UNH associate professor of resource and environmental economics, Shady Atallah, gave a presentation titled, “Climate Change in Your Cup: The Bio-Economics of Shade-Grown Coffee,” in the Memorial Union Building Theater II. He spoke about something he has done extensive research on—the economics of coffee beans, and how climate change is affecting how they are grown and sold.
The presentation, which took place on April 11, fell under this year’s theme of “Migrations, Labor, and Natural Resources.” It was the last talk in the series this year.
Atallah described the plights of coffee farmers, all of which began with climate change. As the Bean Belt, which is the area of the world in which coffee beans are grown, gets warmer, sun-grown coffee beans become infested with coffee berry borers, an insect that burrows inside the bean and causes great harm to it.
The sun-grown system is not ecologically sustainable, Atallah said, and ecosystem services by the shade-grown system include, first and foremost, pest regulation services.
By dropping the temperature by even a few degrees around the coffee plants, there will be fewer generations of coffee berry borers and “more predators to the coffee berry borers,” Atallah said, referring to birds.
In addition, Atallah spoke of product quality improvement, as “shading slows maturation…creates more complex aromas,” often comparing the business of coffee trade and quality to wine.
It’s not as simple as just making the transition to shade-grown trees though, as Atallah, who has a Ph.D in economics, explained through economics. There are certification agencies that require coffee to be grown under a certain percentage of shade.
According to Atallah, not only is this percentage not always ideal depending on the area in which the coffee beans are being grown, but these agencies charge the smallholder farmers for the certification. Sometimes, it isn’t affordable. Also, certification programs can sometimes be combined, but they don’t have similar goals—some, such as the Smithsonian Migratory Bird Center, focus on bird-friendliness, and others focus on other factors.
After Atallah concluded, audience members were welcomed to ask questions. Questions were posed about the economic side and the agricultural side of the professor’s research.
One audience member, Pete Pekins, made a comparison to the dairy industry. He explained that he knows a dairy farmer who bottles their own milk, raises the premium, and “consumers think that it’s special.”
Atallah discussed what inspired him to focus on the economics of coffee.
“I did work as an aid worker for NGOs, and I was uncomfortable when we had to make recommendations that are not based on the economic bottom-line,” he said.
He looked at various systems, particularly in Columbia, after a governmental official in the country told him about the coffee berry borer problem. Atallah had worked on a different system for “wine pests” in the United States, and it was agreed upon that a similar system could transition Columbian coffee plants to a shade-grown, sustainable, pest-free system.

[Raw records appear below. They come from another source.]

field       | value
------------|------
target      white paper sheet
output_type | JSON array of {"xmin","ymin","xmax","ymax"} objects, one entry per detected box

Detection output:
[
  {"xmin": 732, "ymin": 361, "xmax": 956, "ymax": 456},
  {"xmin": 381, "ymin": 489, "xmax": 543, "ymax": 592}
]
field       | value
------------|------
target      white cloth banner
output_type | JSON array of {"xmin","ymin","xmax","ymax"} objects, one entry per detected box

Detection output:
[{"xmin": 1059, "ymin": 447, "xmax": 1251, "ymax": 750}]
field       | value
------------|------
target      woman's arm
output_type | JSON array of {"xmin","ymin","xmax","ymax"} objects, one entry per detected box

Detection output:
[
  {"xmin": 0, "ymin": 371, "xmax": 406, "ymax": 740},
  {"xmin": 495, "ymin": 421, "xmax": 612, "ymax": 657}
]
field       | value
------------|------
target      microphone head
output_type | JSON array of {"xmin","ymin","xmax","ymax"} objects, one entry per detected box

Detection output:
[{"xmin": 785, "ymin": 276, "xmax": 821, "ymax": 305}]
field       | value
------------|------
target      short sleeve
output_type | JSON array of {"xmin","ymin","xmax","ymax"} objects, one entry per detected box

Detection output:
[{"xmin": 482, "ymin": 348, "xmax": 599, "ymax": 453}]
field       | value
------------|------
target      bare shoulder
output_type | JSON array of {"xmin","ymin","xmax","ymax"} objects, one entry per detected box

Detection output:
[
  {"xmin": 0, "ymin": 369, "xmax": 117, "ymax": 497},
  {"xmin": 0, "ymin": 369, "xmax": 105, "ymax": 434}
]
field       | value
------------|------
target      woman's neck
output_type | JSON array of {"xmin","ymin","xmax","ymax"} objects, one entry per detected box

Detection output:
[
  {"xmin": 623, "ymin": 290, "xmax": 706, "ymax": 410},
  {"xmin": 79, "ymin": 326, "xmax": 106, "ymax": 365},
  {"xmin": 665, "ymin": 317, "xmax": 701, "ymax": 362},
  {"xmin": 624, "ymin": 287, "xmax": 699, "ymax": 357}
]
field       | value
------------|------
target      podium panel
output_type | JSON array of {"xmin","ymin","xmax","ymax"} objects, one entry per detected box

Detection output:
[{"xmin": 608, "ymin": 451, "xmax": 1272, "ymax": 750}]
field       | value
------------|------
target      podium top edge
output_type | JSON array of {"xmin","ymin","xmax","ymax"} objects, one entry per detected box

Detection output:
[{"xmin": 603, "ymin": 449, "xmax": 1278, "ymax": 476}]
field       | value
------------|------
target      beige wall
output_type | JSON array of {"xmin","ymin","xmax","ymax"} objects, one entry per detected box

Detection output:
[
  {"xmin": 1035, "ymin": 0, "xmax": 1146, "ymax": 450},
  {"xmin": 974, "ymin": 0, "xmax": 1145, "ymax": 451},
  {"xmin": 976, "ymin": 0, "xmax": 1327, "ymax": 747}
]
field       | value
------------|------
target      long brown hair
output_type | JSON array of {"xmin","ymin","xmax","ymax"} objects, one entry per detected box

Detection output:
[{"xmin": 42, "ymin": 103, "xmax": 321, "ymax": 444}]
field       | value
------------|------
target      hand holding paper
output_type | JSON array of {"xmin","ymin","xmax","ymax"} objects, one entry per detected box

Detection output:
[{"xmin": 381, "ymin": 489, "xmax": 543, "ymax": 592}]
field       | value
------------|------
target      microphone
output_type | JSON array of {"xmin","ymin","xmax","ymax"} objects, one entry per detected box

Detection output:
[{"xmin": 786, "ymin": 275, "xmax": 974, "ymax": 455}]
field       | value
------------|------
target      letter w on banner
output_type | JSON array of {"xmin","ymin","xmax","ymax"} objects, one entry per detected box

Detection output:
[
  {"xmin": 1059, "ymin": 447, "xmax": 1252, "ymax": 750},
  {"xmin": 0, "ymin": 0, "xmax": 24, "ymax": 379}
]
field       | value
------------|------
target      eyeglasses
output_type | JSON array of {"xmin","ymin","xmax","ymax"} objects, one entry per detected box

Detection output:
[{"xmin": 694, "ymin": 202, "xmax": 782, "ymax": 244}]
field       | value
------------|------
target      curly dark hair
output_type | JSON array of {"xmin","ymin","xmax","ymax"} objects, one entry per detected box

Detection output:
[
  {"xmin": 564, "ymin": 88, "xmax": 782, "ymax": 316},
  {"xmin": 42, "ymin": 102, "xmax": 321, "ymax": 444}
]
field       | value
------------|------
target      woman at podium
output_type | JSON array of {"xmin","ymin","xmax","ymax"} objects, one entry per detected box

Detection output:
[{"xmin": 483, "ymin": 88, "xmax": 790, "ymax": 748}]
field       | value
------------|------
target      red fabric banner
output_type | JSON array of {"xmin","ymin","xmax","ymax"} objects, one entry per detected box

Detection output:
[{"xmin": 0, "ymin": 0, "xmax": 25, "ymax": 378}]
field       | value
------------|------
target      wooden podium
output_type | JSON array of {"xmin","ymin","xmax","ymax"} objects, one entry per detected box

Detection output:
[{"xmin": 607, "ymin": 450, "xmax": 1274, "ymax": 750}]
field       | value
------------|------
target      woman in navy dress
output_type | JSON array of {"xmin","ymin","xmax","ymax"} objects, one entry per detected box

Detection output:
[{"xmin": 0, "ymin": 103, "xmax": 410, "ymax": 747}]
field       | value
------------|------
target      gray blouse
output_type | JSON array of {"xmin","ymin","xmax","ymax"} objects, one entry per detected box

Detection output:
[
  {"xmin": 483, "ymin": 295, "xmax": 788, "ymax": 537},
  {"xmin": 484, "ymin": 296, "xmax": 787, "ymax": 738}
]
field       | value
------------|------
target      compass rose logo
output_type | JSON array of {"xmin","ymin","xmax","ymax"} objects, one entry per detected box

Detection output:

The presentation was open to a diverse public audience, but many attendees were international affairs dual majors.
Some coffee giants such as Starbucks have launched the Sustainable Coffee Challenge, which has the goal of making coffee the world’s first sustainable agricultural product. As Atallah said while showing something called the Relationship Coffee Model, consumers need to “get excited about the relationship with the farmer.”